Intervention de Catherine Colonna

Réunion du 12 décembre 2006 à 21h30
Conseil européen des 14 et 15 décembre 2006 — Débat sur une déclaration du gouvernement

Catherine Colonna, ministre déléguée aux affaires européennes :

Monsieur le président, monsieur le président de la commission des affaires étrangères, monsieur le président de la délégation pour l'Union européenne, mesdames, messieurs les sénateurs, jeudi et vendredi, le Président de la République participera au Conseil européen qui clôt le semestre de la présidence finlandaise. Avec Philippe Douste-Blazy, je l'y accompagnerai. Conformément aux engagements pris par le Premier ministre, je suis heureuse de venir aujourd'hui débattre avec vous des enjeux de ce Conseil européen.

Sont inscrits à l'ordre du jour les sujets principaux suivants : les questions de politique étrangère, les questions liées à la justice et aux affaires intérieures, l'énergie et l'innovation, l'élargissement, les questions institutionnelles.

J'évoquerai aussi brièvement les perspectives de la future présidence allemande, qui débutera le 1er janvier 2007.

S'agissant tout d'abord des questions de politique étrangère, le Conseil européen évoquera notamment le Moyen-Orient et le Liban, l'Afrique et les Balkans.
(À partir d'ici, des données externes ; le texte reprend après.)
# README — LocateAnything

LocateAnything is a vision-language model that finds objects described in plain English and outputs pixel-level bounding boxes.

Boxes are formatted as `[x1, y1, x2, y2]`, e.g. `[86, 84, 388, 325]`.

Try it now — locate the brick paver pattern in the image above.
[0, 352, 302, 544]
S'agissant du Liban, la France a réaffirmé cette semaine son attachement à un Liban uni, souverain, indépendant et démocratique. Elle le fera à nouveau au Conseil et souhaite que ses partenaires apportent un appui unanime au gouvernement de M. Fouad Siniora, comme ils l'ont fait hier au niveau ministériel. Nous devrons aussi rappeler l'importance de la conférence des donateurs de Paris III, prévue le 25 janvier prochain et consacrée à la reconstruction du Liban.
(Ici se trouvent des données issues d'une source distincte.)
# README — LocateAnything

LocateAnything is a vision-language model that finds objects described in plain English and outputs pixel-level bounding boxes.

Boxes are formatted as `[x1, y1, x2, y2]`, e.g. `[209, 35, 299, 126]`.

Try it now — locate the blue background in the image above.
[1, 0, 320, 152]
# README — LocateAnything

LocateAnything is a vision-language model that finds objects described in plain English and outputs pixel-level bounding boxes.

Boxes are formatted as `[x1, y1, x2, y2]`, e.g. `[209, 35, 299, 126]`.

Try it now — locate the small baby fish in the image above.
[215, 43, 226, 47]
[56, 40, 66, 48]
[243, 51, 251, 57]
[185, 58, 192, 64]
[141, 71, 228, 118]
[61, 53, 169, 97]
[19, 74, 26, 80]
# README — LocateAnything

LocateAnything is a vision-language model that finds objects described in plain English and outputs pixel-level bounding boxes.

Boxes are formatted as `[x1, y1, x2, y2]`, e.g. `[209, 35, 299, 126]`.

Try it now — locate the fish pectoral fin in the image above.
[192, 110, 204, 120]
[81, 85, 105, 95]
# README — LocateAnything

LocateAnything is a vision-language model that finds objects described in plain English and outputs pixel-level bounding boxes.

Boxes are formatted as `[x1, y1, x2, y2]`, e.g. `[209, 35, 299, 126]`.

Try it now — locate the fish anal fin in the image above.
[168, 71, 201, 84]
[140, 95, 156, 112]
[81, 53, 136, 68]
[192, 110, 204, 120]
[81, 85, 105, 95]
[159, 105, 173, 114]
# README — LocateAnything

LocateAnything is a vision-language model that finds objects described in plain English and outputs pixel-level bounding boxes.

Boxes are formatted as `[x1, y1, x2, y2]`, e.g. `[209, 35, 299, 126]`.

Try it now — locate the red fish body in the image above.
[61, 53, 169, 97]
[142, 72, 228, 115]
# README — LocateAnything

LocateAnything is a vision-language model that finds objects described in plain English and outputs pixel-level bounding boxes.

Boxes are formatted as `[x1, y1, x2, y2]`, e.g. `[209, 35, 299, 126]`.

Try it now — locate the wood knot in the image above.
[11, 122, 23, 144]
Sur le Proche-Orient, le Conseil européen devrait évoquer le nécessaire soutien au président de l'Autorité palestinienne, M. Mahmoud Abbas, l'attitude que devrait adopter l'Union en cas de formation d'un gouvernement reflétant les principes du Quartet - ce que nous souhaitons -, et réfléchir aux moyens de relancer le processus de paix en retraçant une perspective politique, qui, aujourd'hui, manque cruellement.

S'agissant de l'Afrique, le Conseil européen évoquera le chemin parcouru un an après le lancement de la stratégie de l'Union pour l'Afrique de décembre 2005, avec l'objectif de définir un partenariat avec le continent africain.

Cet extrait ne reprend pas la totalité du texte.